Results from the anterior endoscopic release and fusion procedures followed by a posterior instrumentation and fusion had an average preoperative curve of 82 degrees (range, 41 degrees -125 degrees ), with postoperative correction to 28 degrees (range, 5 degrees -60 degrees ) showing 70% correction. For patients undergoing an anterior endoscopic instrumentation and fusion, the average preoperative Cobb measurement of 53 degrees (range, 44 degrees -62 degrees ) was corrected to an average 26 degrees (range, 18 degrees -38 degrees ) for an average correction rate of 51%. One patient undergoing an anterior endoscopic release was converted to an open procedure for end plate bony bleeding without sequelae.
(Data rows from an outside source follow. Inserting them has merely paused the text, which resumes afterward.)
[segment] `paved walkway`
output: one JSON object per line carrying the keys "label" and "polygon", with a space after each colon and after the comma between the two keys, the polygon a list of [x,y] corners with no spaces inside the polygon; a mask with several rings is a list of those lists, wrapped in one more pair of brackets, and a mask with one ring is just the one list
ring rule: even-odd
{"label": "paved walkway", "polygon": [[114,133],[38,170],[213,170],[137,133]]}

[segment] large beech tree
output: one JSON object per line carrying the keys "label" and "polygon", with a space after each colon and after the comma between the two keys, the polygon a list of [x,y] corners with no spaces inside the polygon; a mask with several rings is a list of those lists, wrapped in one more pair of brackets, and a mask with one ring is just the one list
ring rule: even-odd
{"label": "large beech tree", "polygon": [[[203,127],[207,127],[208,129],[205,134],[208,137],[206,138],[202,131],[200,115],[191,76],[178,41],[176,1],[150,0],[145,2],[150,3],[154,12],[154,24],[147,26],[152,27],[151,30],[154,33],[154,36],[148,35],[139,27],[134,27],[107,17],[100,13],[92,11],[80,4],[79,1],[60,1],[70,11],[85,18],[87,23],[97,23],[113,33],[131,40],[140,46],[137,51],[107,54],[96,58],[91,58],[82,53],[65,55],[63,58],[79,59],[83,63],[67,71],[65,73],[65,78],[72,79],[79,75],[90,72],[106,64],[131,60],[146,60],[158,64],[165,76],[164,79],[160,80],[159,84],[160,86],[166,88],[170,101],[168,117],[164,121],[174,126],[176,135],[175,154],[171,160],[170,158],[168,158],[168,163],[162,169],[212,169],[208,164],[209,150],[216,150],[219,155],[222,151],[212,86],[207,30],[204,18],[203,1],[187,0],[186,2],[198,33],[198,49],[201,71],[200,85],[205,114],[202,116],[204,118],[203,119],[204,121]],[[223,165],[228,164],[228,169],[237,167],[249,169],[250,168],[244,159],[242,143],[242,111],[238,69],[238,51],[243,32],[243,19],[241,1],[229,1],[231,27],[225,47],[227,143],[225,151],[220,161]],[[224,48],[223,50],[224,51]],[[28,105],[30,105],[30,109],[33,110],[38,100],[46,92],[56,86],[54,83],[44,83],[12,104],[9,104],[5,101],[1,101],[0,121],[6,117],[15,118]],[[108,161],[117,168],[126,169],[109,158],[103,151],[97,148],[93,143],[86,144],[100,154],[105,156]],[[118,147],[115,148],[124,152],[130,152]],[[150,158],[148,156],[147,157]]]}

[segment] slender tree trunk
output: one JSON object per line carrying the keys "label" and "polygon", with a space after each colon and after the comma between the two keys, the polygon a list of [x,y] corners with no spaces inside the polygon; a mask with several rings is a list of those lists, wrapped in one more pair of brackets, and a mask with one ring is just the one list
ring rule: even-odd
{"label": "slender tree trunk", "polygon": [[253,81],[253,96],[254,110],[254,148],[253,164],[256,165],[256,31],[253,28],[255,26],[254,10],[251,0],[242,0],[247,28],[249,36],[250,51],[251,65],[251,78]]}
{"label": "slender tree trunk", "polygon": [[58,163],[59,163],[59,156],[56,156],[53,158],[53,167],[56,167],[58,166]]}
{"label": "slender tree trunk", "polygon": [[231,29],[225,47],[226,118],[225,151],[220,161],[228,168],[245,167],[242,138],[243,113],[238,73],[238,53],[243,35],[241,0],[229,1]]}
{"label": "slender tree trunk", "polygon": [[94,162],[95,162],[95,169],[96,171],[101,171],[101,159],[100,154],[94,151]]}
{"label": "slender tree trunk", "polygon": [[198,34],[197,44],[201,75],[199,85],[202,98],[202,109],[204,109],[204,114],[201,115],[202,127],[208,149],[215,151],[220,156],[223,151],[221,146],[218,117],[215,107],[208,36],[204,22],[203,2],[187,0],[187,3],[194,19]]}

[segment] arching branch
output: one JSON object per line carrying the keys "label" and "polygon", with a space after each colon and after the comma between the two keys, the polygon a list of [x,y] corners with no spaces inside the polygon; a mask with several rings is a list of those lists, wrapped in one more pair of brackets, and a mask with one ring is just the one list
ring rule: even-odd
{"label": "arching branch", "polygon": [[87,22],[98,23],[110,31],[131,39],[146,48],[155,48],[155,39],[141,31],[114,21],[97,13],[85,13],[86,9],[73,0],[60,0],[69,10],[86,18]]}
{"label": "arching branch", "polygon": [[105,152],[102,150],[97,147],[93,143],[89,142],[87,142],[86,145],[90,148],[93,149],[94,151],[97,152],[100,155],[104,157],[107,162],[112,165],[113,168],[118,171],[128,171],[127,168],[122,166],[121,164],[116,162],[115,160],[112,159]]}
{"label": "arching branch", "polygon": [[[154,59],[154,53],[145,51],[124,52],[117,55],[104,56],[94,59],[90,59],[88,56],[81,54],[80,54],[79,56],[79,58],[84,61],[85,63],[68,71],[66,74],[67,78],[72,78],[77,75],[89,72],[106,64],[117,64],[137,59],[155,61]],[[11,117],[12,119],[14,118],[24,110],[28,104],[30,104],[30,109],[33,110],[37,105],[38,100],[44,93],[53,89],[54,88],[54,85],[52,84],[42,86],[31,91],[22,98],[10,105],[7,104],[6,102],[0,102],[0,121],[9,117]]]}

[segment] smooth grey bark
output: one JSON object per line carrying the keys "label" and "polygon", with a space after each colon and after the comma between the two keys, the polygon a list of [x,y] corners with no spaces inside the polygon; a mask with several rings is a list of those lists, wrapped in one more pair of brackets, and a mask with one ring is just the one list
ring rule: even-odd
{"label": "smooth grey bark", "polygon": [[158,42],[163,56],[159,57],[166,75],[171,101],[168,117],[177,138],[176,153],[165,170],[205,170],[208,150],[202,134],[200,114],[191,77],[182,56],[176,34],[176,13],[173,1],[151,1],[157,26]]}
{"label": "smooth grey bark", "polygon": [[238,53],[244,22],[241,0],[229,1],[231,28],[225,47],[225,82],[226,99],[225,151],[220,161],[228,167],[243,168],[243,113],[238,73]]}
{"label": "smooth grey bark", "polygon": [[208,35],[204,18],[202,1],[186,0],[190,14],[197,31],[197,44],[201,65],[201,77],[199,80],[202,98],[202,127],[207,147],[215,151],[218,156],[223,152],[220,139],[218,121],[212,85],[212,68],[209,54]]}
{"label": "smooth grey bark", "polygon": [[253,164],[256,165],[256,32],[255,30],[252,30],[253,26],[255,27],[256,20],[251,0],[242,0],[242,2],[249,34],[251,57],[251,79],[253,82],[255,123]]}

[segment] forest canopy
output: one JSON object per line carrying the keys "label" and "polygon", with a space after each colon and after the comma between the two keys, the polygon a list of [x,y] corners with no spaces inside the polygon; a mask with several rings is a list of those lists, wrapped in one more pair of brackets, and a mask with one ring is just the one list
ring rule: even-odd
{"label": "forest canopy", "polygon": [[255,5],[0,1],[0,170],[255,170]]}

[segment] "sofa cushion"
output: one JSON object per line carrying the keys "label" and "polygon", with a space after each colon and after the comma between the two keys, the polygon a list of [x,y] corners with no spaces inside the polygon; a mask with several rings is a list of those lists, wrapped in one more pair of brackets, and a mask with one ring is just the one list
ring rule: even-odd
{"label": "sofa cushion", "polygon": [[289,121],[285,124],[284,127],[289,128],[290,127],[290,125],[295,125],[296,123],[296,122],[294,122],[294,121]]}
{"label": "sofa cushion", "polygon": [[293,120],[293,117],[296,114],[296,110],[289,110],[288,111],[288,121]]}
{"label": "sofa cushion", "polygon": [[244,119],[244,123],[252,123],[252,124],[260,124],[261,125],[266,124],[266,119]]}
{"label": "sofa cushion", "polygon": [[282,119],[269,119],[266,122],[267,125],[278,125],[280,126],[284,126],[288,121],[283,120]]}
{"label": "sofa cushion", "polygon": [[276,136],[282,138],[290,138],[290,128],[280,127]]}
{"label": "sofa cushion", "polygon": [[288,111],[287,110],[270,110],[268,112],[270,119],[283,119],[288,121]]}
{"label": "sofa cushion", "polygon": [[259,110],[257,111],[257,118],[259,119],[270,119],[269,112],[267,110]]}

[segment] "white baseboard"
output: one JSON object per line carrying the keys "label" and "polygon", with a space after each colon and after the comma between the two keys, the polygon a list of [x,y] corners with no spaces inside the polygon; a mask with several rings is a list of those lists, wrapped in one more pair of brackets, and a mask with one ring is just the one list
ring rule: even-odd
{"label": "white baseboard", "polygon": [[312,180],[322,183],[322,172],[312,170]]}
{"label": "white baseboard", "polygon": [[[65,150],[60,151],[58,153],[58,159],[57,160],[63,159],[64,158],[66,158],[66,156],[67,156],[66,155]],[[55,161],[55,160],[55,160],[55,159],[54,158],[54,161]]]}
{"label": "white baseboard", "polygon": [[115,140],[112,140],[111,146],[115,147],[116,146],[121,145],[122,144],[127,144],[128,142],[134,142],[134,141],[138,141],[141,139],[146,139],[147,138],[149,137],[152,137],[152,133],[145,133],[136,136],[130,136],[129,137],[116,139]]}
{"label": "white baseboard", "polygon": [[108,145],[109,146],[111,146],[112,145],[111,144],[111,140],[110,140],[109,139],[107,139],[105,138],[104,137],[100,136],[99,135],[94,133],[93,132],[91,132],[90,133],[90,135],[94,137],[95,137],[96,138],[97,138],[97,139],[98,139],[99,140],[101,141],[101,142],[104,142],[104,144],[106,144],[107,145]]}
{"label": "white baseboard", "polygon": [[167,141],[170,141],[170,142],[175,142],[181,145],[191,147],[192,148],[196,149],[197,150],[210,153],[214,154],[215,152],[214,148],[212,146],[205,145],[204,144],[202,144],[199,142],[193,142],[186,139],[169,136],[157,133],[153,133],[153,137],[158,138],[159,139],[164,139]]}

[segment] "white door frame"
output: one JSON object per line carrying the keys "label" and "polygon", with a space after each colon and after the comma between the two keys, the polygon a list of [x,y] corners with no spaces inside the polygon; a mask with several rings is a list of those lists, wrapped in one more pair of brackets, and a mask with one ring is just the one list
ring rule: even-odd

One patient with an anterior endoscopic instrumentation and fusion had revision anterior surgery for a distal set screw dislodgment and subsequent posterior instrumentation and fusion for pseudarthrosis.

CONCLUSIONS

The use of both anterior endoscopic release and fusion combined with either anterior instrumentation or separate posterior instrumentation and fusion continues to evolve. Surgeons treating patients with these techniques must understand that there are specific indications for them and many technique options available to optimize surgical results.

摘要

研究设计

对接受内镜下松解和脊柱融合术的青少年特发性脊柱侧凸患者进行回顾性研究。

目的

描述胸段前路内镜下脊柱侧凸手术的适应证、技术、结果及并发症。

背景资料总结

胸段青少年特发性脊柱侧凸的前路内镜治疗已成为一种手术治疗的替代方法。

方法

21例青少年特发性脊柱侧凸患者接受了胸段前路内镜下松解和融合,随后进行后路内固定和融合。内镜下融合的适应证为侧弯角度大、骨骼未成熟和/或胸段后凸增加。11例患者接受了前路内镜下胸段脊柱侧凸45度至70度的内固定和融合,采用单螺钉/单棒结构及自体肋骨植骨。

结果

前路内镜下松解和融合后行后路内固定和融合的患者,术前平均侧弯角度为82度(范围41度至125度),术后矫正至28度(范围5度至60度),矫正率为70%。接受前路内镜下内固定和融合的患者,术前Cobb角平均为53度(范围44度至62度),术后平均矫正至26度(范围18度至38度),平均矫正率为51%。1例接受前路内镜下松解的患者因终板骨质出血转为开放手术,无后遗症。1例接受前路内镜下内固定和融合的患者因远端固定螺钉移位接受了前路翻修手术,随后因假关节形成接受了后路内固定和融合。

结论

前路内镜下松解和融合联合前路内固定或单独后路内固定和融合的应用仍在不断发展。采用这些技术治疗患者的外科医生必须明白,它们有特定的适应证,并且有许多技术选择可用于优化手术效果。